Rivista "IBC" XII, 2004, 4

musei e beni culturali / immagini

Luoghi di rivelazioni e disvelamenti, le stanze in cui l'arte si sostanzia in opere sono testimoni mute di apprendistati estetici e di tramandi culturali. Abbiamo chiesto ad alcuni fotografi di varcarne le soglie.
Nello studio dell'artista

Vittorio Ferorelli
[IBC]

Le stanze in cui nascono le opere dell'arte sono da sempre considerate una arcana residenza del mistero. Oltrepassarne le soglie richiede il rispetto di chi sa di avere ottenuto un privilegio: lo stesso lasciapassare guadagnato dai tanti che nei secoli, per iniziarsi alla scuola della creazione, sono andati a bottega. Luogo di rivelazioni e disvelamenti, lo studio di un artista diventa così il testimone muto di apprendistati estetici e di tramandi culturali: come accade al Narratore della Recherche proustiana, incantato dalle parole del pittore Elstir e dalle opere esposte nel suo atelier. E non è un caso che proprio da queste stanze prenda le mosse la storia di molti personaggi letterari votati alla conoscenza di sé, o destinati ad imporla ad altri: basti pensare al Dorian Gray di Wilde, o alla Lulu di Wedekind.

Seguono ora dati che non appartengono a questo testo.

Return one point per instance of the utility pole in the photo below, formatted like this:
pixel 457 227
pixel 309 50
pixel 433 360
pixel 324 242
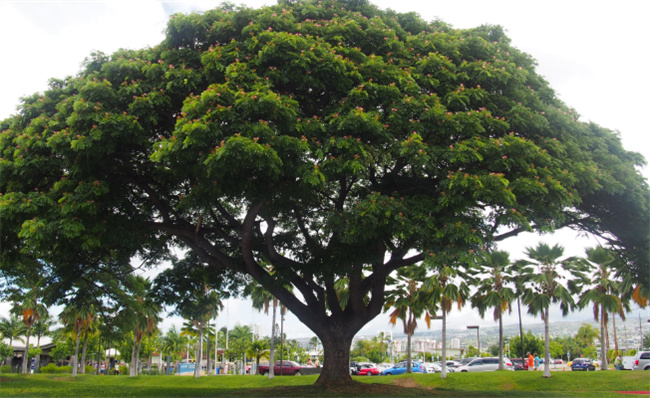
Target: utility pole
pixel 640 334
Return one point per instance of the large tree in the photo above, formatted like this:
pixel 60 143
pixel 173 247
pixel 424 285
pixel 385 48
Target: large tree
pixel 329 139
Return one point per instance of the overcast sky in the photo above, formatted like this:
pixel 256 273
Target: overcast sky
pixel 595 54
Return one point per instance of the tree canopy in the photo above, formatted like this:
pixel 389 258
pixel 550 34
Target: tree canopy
pixel 327 139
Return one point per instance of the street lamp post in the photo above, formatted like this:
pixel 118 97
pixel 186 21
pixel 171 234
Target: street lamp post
pixel 478 337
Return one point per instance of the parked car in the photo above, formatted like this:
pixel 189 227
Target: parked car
pixel 485 365
pixel 367 369
pixel 466 360
pixel 430 367
pixel 383 366
pixel 519 363
pixel 582 364
pixel 400 368
pixel 288 368
pixel 642 361
pixel 451 365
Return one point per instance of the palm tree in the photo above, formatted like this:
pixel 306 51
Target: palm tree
pixel 586 335
pixel 448 285
pixel 263 300
pixel 258 349
pixel 173 343
pixel 12 328
pixel 546 286
pixel 604 294
pixel 492 292
pixel 147 318
pixel 31 310
pixel 76 317
pixel 408 304
pixel 42 328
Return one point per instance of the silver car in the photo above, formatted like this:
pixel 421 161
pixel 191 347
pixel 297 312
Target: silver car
pixel 641 361
pixel 431 367
pixel 485 365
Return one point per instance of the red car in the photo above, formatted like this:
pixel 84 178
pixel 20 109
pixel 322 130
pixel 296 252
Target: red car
pixel 368 369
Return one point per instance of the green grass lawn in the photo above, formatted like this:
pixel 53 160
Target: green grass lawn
pixel 489 384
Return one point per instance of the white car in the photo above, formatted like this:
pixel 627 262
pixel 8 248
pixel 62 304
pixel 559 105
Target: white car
pixel 485 365
pixel 642 361
pixel 431 367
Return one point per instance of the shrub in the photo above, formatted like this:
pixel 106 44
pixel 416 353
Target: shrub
pixel 52 368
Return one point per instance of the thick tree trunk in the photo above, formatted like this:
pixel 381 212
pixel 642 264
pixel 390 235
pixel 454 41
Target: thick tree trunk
pixel 208 365
pixel 521 331
pixel 603 339
pixel 83 354
pixel 443 374
pixel 99 356
pixel 133 347
pixel 76 355
pixel 137 357
pixel 336 362
pixel 272 348
pixel 26 353
pixel 408 353
pixel 199 355
pixel 547 355
pixel 500 342
pixel 614 328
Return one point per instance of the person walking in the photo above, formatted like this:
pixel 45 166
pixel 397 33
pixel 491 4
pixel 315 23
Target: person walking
pixel 618 362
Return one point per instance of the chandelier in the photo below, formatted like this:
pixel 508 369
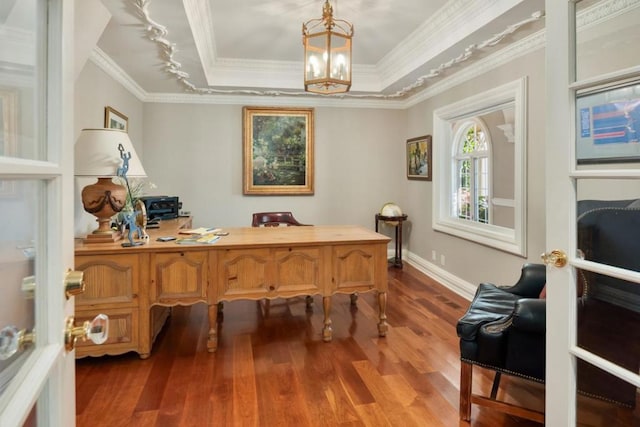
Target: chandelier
pixel 327 53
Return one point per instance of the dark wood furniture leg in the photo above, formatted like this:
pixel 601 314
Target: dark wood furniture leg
pixel 466 375
pixel 327 332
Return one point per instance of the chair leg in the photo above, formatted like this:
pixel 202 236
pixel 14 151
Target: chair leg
pixel 496 384
pixel 466 375
pixel 354 298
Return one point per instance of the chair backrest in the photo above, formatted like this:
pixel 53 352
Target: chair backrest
pixel 274 219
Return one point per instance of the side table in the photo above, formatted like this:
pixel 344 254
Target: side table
pixel 396 261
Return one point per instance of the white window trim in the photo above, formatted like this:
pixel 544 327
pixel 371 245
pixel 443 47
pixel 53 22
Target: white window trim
pixel 506 239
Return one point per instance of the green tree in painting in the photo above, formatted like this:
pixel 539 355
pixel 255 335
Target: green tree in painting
pixel 279 150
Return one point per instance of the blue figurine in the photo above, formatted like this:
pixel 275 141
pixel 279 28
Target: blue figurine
pixel 133 220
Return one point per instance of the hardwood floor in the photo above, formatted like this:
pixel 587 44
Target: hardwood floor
pixel 273 369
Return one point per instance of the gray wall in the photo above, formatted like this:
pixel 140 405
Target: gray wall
pixel 194 151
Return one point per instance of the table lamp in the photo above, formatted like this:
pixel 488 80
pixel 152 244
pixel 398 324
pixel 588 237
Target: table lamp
pixel 97 154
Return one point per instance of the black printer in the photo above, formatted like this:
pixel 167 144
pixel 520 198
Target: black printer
pixel 161 207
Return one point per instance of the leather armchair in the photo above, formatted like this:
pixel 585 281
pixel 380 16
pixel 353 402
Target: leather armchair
pixel 504 328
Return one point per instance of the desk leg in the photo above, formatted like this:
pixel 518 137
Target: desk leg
pixel 212 342
pixel 326 331
pixel 383 327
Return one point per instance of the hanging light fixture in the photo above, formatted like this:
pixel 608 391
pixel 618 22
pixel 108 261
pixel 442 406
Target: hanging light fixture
pixel 327 53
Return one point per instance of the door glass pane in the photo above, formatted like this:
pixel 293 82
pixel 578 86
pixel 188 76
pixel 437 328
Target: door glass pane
pixel 20 204
pixel 22 60
pixel 607 37
pixel 608 232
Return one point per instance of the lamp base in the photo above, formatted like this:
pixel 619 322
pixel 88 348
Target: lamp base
pixel 103 200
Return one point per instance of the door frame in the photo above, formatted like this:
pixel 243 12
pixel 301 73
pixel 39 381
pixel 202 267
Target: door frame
pixel 48 376
pixel 562 174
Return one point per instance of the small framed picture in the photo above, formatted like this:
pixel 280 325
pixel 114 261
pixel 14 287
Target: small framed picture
pixel 113 119
pixel 608 125
pixel 419 158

Le immagini di questo numero raccontano dunque la visita di diversi fotografi negli studi di alcuni artisti della nostra regione. Bruno Ferri è entrato nelle case di Francesco Verlicchi a Ravenna, e di Giulio Ruffini a Mezzano (sempre nel Ravennate). Marcello Galvani ha ritratto Francesco Bocchini nella sua bottega di Gambettola (Forlì-Cesena). Pirro Cuniberti e Dante Mazza hanno aperto le porte dei propri atelier bolognesi all'obiettivo di Marco Pizzoli. Le immagini scattate da Andrea Samaritani registrano infine, e siamo di nuovo a Bologna, i gesti e gli oggetti quotidiani di Dino Boschi e di Norma Mascellani.

Guardando queste immagini la sensazione di respirare in un luogo e in un tempo sospesi rimane. Lo ha detto bene proprio un artista, Sandro Chia, che guardando i quadri di Klimt sulle pareti di un museo si sforzava di immaginarli nello studio in cui erano nati, prima di essere esposti, acquistati e consacrati: "Volentieri, quando mi capita, mi soffermo a osservare le foto degli studi degli artisti. Ho notato che si somigliano: tele appoggiate al muro o sui cavalletti in attesa di essere completate, tavoli coperti di tubi di colore, pennelli, tavolozze incrostate, libri, fogli di carta, disegni e sento l'odore di trementina che mi è familiare. È ricorrente quella certa atmosfera di ordine al limite del caos, la tensione mista a calma e quella strana atmosfera d'ozio, eppure di lavoro. Gli studi si somigliano, ma sono anche intercambiabili?".1


Nota

(1) S. Chia, Travestito da Gustav e col gatto in braccio, "Corriere della Sera", 13 aprile 2004, p. 34.